Some are crediting government efforts to curb the teen birth rate. Others like Planned Parenthood are citing expanded access of birth control (and many techniques they would call birth control are abortion-inducing). A news headline even attributed the trend to the popular MTV reality show, “16 and Pregnant.”

Meanwhile, many in the church wonder if programs like True Love Waits and, more currently, Project Love are beginning to take effect. While the secular world and the church study the root causes of this trend, believers can pause to rejoice in the positive trend.

At the same time, we need to be aware that among young people (and grown-ups) today, there are new sources of temptation related to sex. Many of these come through the portal of smartphone devices. They include instant access to Internet pornography, the creating and sharing of sexually explicit images and so on.

Perhaps more than any time in history, young people are bombarded with temptations related to sexuality. Yet the Bible says in a letter to the Corinthians, also an age that went haywire with sexual temptation, that “no temptation has overtaken you except what is common to mankind. And God is faithful; He will not let you be tempted beyond what you can bear. But when you are tempted, He will also provide a way out so that you can endure it” (1 Cor. 10:13).

We must believe that while sexual temptation is great, God’s grace is greater. Here are a few ways we can encourage young people in this area:

1) True love still waits. Too often our teachings on sexuality focus solely on bad outcomes, as Russell Moore recently observed. We tell teens that they might get an STD or become pregnant. Teens then get the idea that if they can have “safe sex” and avoid any temporal consequences, they might as well not wait. As Christians, we know that even if there are not temporal consequences, our actions have eternal consequences.
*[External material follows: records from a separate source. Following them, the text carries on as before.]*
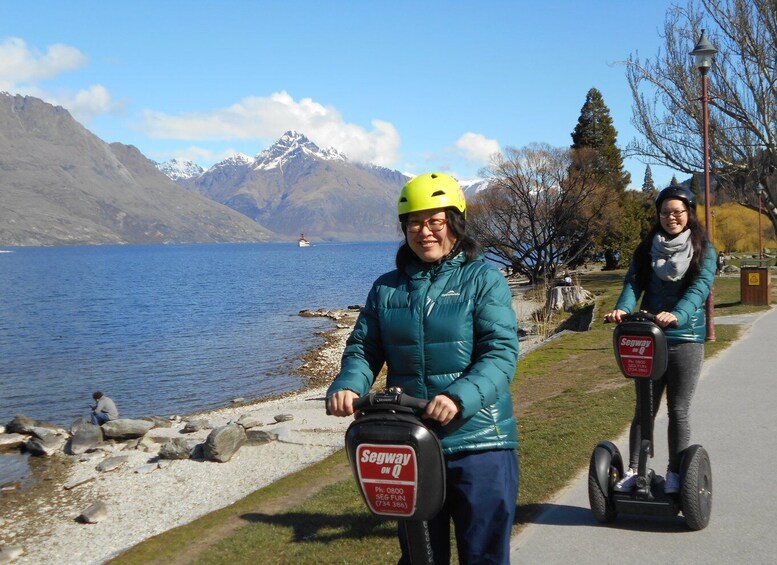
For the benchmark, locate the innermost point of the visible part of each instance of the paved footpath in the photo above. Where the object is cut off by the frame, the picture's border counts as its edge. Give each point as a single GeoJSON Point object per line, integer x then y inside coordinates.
{"type": "Point", "coordinates": [734, 416]}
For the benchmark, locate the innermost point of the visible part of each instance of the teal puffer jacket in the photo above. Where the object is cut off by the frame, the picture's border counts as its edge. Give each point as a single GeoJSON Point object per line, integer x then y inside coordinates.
{"type": "Point", "coordinates": [449, 328]}
{"type": "Point", "coordinates": [687, 304]}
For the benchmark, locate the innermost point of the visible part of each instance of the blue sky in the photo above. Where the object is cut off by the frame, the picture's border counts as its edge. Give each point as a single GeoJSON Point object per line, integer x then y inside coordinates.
{"type": "Point", "coordinates": [415, 86]}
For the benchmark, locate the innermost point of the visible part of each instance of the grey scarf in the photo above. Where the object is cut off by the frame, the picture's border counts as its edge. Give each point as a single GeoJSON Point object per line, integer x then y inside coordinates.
{"type": "Point", "coordinates": [671, 257]}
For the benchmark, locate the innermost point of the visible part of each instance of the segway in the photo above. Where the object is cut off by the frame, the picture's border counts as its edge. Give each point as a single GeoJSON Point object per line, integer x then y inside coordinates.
{"type": "Point", "coordinates": [398, 464]}
{"type": "Point", "coordinates": [641, 352]}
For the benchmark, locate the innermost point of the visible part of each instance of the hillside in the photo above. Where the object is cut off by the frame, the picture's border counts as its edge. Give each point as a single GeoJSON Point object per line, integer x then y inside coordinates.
{"type": "Point", "coordinates": [60, 184]}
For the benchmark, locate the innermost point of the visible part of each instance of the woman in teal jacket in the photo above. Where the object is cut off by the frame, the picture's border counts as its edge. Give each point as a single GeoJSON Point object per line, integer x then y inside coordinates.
{"type": "Point", "coordinates": [444, 325]}
{"type": "Point", "coordinates": [673, 269]}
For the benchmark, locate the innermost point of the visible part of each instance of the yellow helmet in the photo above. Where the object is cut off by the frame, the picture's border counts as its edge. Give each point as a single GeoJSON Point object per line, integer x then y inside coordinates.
{"type": "Point", "coordinates": [430, 191]}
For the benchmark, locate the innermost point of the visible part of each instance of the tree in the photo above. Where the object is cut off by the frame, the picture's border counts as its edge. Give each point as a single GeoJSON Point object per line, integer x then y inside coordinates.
{"type": "Point", "coordinates": [595, 131]}
{"type": "Point", "coordinates": [742, 90]}
{"type": "Point", "coordinates": [648, 185]}
{"type": "Point", "coordinates": [540, 208]}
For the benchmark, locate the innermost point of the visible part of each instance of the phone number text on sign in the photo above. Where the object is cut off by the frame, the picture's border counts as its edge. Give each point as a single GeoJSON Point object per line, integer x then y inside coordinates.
{"type": "Point", "coordinates": [388, 475]}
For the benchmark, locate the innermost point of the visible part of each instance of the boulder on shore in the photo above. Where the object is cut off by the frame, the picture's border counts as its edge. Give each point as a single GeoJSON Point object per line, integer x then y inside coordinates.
{"type": "Point", "coordinates": [124, 428]}
{"type": "Point", "coordinates": [45, 444]}
{"type": "Point", "coordinates": [223, 443]}
{"type": "Point", "coordinates": [176, 448]}
{"type": "Point", "coordinates": [87, 436]}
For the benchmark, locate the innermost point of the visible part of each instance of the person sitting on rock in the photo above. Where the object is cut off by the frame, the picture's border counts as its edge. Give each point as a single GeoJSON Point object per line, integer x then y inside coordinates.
{"type": "Point", "coordinates": [104, 410]}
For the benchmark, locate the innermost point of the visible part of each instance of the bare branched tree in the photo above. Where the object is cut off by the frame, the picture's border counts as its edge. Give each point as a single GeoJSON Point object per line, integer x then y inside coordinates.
{"type": "Point", "coordinates": [743, 97]}
{"type": "Point", "coordinates": [539, 212]}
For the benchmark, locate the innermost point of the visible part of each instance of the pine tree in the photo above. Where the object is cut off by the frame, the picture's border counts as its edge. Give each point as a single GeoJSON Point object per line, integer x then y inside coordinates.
{"type": "Point", "coordinates": [594, 129]}
{"type": "Point", "coordinates": [648, 185]}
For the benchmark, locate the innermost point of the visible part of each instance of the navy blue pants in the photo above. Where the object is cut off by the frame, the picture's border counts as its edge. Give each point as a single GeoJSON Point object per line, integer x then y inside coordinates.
{"type": "Point", "coordinates": [481, 495]}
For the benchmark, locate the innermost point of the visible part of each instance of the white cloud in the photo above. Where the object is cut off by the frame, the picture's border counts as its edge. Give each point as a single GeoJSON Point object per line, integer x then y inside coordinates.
{"type": "Point", "coordinates": [267, 118]}
{"type": "Point", "coordinates": [476, 147]}
{"type": "Point", "coordinates": [21, 67]}
{"type": "Point", "coordinates": [19, 64]}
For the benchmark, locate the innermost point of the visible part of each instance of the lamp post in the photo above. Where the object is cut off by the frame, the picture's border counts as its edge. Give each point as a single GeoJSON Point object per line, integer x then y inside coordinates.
{"type": "Point", "coordinates": [704, 53]}
{"type": "Point", "coordinates": [760, 191]}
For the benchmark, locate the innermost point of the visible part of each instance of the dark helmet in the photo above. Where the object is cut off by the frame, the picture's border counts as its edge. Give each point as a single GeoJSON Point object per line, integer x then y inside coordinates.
{"type": "Point", "coordinates": [679, 192]}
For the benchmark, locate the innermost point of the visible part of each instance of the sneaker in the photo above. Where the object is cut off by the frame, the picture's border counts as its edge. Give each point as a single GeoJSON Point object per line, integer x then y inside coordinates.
{"type": "Point", "coordinates": [671, 483]}
{"type": "Point", "coordinates": [628, 481]}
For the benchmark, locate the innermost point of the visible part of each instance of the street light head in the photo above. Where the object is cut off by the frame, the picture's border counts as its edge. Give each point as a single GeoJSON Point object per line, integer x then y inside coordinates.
{"type": "Point", "coordinates": [704, 52]}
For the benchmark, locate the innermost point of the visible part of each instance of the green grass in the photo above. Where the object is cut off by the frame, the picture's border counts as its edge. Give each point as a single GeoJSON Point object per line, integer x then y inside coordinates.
{"type": "Point", "coordinates": [568, 396]}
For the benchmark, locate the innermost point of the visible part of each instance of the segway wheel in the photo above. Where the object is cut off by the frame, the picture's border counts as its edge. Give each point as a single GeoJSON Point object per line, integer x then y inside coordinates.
{"type": "Point", "coordinates": [601, 502]}
{"type": "Point", "coordinates": [696, 487]}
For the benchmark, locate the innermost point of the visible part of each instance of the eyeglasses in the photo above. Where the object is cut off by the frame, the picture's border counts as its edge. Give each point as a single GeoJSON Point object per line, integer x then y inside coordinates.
{"type": "Point", "coordinates": [434, 224]}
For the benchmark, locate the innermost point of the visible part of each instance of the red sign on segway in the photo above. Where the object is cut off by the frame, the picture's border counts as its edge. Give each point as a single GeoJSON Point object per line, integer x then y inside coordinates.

2) Marrying in your early 20s is good. We sometimes send mixed messages to young people today, as Christianity Today writer Mark Regnerus once said. Just after we ask young people to make a purity pledge, we turn around and tell them to wait to get married until they are “financially ready” or out of grad school. If, however, we can recover the idea that no one is ever fully ready for marriage, and that two 22-year olds getting married is fine, we will recover the wisdom that the Greatest Generation had in early marriages.

3) Sexual sin is self-destructive, but God’s way satisfies. We call it pre-marital sex, instead of what the Bible calls it, “fornication,” as Moore says. Young people then get the idea that all that is wrong about sex outside of marriage is that timing was off. The idea of fornication is that in sexual sin we join Christ to a harlot (1 Cor. 6:15-18). Meanwhile, sexuality within the bond of marriage is a picture of Christ and His Church, of the Gospel. Only when we follow God’s way will we experience true joy, purpose and satisfaction.

In the end, our greatest weapon against temptation is God’s abiding presence and Word. Until the return of Christ, temptations of all kind will be with us. It’s how we respond to them that determines the destiny or our teens, of us all. As C.S. Lewis said, lust cannot enter heaven, not because it is too strong, but because it is too weak, compared to the thundering true love of our great Lord and Savior Jesus Christ.